As courts around the country seemingly go out of their way to declare that bans on semi-automatic firearms are constitutional (a federal judge in Massachusetts being the latest to proclaim that guns deemed “assault weapons” have no Second Amendment protections), it’s worth revisiting what Justice Clarence Thomas and the late Justice Antonin Scalia had to say about this.
When the U.S. Supreme Court declined to hear a case challenging a semi-automatic ban in Highland Park, Ill., Justice Thomas penned a stinging dissent, and Scalia joined him in his criticism. Thomas wrote that courts upholding the ban were in essence rewriting the Heller decision, noting that in that case the Supreme Court excluded only “those weapons not typically possessed by law-abiding citizens for lawful purposes.” The Second Amendment, according to Thomas’ explanation, protects “an independent, individual right.
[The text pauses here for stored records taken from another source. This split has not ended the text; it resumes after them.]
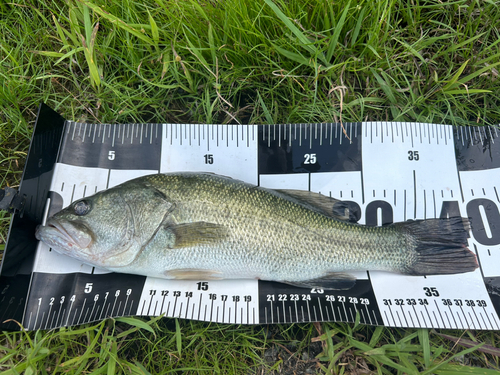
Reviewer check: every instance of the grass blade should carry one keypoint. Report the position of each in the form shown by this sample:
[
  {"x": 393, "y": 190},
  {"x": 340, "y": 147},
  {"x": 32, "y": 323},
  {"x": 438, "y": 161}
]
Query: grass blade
[
  {"x": 338, "y": 28},
  {"x": 305, "y": 42},
  {"x": 268, "y": 116},
  {"x": 118, "y": 22},
  {"x": 423, "y": 337}
]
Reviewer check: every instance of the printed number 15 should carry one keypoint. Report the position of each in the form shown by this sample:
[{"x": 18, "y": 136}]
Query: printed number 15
[{"x": 413, "y": 155}]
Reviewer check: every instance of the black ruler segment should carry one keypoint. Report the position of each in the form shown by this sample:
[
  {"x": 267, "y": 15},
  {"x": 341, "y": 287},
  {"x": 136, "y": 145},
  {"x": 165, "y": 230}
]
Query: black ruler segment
[
  {"x": 493, "y": 288},
  {"x": 13, "y": 294},
  {"x": 282, "y": 303},
  {"x": 58, "y": 300},
  {"x": 303, "y": 148},
  {"x": 113, "y": 146},
  {"x": 477, "y": 147}
]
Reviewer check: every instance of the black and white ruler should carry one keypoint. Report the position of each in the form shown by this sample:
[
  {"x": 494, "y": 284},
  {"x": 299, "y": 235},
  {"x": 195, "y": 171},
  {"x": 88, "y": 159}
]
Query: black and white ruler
[{"x": 383, "y": 171}]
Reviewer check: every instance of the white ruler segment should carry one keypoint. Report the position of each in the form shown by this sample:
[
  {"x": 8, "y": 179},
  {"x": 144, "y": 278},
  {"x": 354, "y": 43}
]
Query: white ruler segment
[{"x": 409, "y": 166}]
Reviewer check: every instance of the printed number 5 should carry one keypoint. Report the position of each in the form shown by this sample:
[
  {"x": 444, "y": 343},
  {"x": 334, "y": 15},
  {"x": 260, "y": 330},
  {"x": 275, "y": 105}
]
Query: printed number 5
[
  {"x": 88, "y": 287},
  {"x": 413, "y": 155}
]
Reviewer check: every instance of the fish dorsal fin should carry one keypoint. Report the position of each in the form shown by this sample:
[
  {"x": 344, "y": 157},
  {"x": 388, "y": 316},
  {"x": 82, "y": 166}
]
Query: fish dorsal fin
[
  {"x": 331, "y": 281},
  {"x": 328, "y": 206},
  {"x": 193, "y": 274},
  {"x": 193, "y": 234}
]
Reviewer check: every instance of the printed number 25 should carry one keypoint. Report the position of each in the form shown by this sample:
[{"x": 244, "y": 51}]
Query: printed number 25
[{"x": 413, "y": 155}]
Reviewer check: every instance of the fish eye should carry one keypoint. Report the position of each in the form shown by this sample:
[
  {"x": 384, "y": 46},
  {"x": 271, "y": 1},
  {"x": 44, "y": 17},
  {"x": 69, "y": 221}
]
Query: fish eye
[{"x": 81, "y": 208}]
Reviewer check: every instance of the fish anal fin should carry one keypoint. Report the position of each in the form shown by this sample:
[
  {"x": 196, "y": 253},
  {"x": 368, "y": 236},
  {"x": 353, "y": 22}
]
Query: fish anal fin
[
  {"x": 192, "y": 274},
  {"x": 197, "y": 233},
  {"x": 331, "y": 281}
]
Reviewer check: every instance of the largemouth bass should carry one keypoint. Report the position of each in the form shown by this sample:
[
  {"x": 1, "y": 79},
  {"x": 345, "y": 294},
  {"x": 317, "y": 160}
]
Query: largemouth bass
[{"x": 204, "y": 226}]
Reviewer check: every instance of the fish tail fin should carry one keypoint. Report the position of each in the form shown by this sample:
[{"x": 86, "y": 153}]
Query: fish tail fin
[{"x": 440, "y": 246}]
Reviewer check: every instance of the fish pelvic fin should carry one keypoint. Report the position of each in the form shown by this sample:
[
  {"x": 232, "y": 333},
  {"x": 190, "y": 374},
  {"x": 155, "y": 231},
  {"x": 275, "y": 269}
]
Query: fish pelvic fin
[
  {"x": 197, "y": 233},
  {"x": 331, "y": 281},
  {"x": 440, "y": 246}
]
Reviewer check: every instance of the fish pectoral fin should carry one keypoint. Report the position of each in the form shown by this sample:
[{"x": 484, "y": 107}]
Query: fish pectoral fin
[
  {"x": 328, "y": 206},
  {"x": 331, "y": 281},
  {"x": 192, "y": 234},
  {"x": 192, "y": 274}
]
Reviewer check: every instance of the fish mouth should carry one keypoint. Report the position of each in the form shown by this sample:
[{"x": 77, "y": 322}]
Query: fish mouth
[{"x": 64, "y": 235}]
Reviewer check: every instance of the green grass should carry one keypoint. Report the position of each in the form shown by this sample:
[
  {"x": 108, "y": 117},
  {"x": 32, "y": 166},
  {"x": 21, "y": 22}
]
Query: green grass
[{"x": 244, "y": 61}]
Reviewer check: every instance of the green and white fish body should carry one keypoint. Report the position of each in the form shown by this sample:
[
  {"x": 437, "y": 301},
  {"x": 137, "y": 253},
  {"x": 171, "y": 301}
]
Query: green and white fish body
[{"x": 204, "y": 226}]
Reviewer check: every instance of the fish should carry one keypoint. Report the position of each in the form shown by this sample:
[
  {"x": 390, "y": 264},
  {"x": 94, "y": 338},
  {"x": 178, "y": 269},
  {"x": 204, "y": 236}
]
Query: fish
[{"x": 204, "y": 226}]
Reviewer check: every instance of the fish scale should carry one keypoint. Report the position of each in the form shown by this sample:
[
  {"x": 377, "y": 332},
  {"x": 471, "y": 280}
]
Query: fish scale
[{"x": 383, "y": 172}]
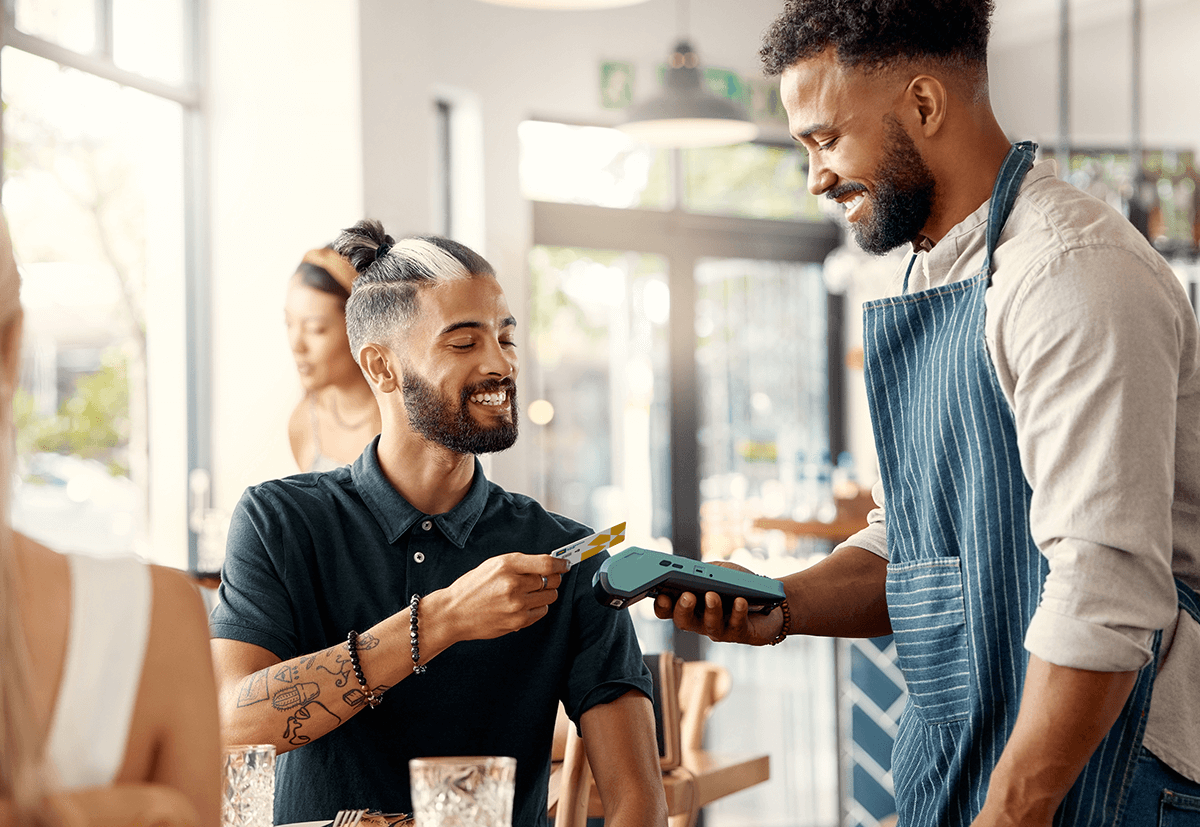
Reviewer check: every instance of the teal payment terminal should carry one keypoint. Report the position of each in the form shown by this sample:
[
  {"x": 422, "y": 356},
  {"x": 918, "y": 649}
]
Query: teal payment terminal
[{"x": 640, "y": 573}]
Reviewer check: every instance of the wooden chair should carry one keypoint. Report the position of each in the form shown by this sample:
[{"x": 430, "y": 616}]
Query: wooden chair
[{"x": 701, "y": 687}]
Its scope is defined not by what the militia needs, but by what private citizens commonly possess.” Since millions of Americans lawfully possess semi-automatic rifles and shotguns for a variety of lawful purposes, Thomas reasoned, under Supreme Court precedent “that is all that is needed for citizens to have a right under the Second Amendment to keep such weapons.”
Thomas cautioned his colleagues on the Supreme Court that by not taking up the gun ban in Highland Park, they were “relegating the Second Amendment to a second-class right.” Unfortunately, we’ve seen other courts around the country use the same twisted logic as the 7th Circuit Court of Appeals to uphold similar bans in other states. Thomas is correct—it’s past time for the Supreme Court to rise from its Second Amendment slumber and set the record straight on semi-automatic long guns. You have the right to keep them, you have the right to bear them, and any judge who says otherwise is ignoring the Constitution and the clear direction of the Supreme Court.